An announcement of an architecture is not the same as availability of hardware or software to run on it. We can expect it to be quite a few months before we see production chips running Arm 9, though evaluation hardware should be available to trusted partners well before that, and software emulation for various components of the architecture will probably come even sooner. This means that those interested in working with Realms should be able to get things moving and have something ready pretty much by the time of availability of production hardware. We’ll need to see how easy they are to use, what performance impact they have, etc., but Arm do have an advantage here: as they are not the first into the confidential computing space, they’ve had the opportunity to watch Intel and AMD and see what has worked, and what hasn’t, both technically and in terms of what the market seems to like. I have high hopes for Arm Realms, and Enarx, the open source confidential computing project with which I’m closely involved, has plans to support them when we can: our architecture was designed with multi-platform support from the beginning.

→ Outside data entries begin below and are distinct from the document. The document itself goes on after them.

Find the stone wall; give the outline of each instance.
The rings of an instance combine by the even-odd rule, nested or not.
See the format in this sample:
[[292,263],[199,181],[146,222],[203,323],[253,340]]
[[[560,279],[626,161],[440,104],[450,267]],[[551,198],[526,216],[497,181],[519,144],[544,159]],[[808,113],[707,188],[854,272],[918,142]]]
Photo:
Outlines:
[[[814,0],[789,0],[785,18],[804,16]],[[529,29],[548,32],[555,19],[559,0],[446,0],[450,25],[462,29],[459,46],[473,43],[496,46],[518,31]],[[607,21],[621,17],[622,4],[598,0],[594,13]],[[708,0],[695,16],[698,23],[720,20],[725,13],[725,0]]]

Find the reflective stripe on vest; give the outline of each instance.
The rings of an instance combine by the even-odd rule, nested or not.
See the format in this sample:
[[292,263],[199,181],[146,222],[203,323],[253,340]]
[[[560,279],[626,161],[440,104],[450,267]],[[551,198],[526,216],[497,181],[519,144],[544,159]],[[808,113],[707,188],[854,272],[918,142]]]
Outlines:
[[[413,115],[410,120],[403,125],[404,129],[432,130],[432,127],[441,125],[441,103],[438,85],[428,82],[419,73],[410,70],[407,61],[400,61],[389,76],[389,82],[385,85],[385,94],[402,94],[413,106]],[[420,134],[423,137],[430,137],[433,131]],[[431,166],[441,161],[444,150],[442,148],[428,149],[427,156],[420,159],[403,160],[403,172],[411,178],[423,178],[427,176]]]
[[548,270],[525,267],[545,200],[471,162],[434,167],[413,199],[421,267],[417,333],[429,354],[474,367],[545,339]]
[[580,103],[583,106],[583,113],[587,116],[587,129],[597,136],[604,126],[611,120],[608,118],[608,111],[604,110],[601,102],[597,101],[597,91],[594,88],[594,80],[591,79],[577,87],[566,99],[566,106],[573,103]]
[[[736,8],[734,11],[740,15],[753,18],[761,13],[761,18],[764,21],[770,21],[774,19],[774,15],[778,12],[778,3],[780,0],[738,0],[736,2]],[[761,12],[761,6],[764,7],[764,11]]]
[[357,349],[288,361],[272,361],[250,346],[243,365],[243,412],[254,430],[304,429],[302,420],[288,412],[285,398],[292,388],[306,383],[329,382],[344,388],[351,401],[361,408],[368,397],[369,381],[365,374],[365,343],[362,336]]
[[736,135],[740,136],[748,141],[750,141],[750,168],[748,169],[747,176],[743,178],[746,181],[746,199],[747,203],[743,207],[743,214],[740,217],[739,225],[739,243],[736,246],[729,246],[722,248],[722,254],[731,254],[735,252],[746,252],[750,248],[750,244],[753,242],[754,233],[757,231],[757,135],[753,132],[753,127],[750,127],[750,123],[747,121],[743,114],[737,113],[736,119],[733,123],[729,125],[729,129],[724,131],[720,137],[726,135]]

1 – I should also note that I participated in a panel session on Confidential Computing which was put together by Arm for their “Arm Vision Day”, but I was in no way compensated for this[2].

2 -in fact, the still for the video is such a terrible picture of me that I think maybe I have grounds to sue for it to be taken down.

3 – Arm doesn’t manufacture chips itself: it licenses its designs to other companies, who create, manufacture and ship devices themselves.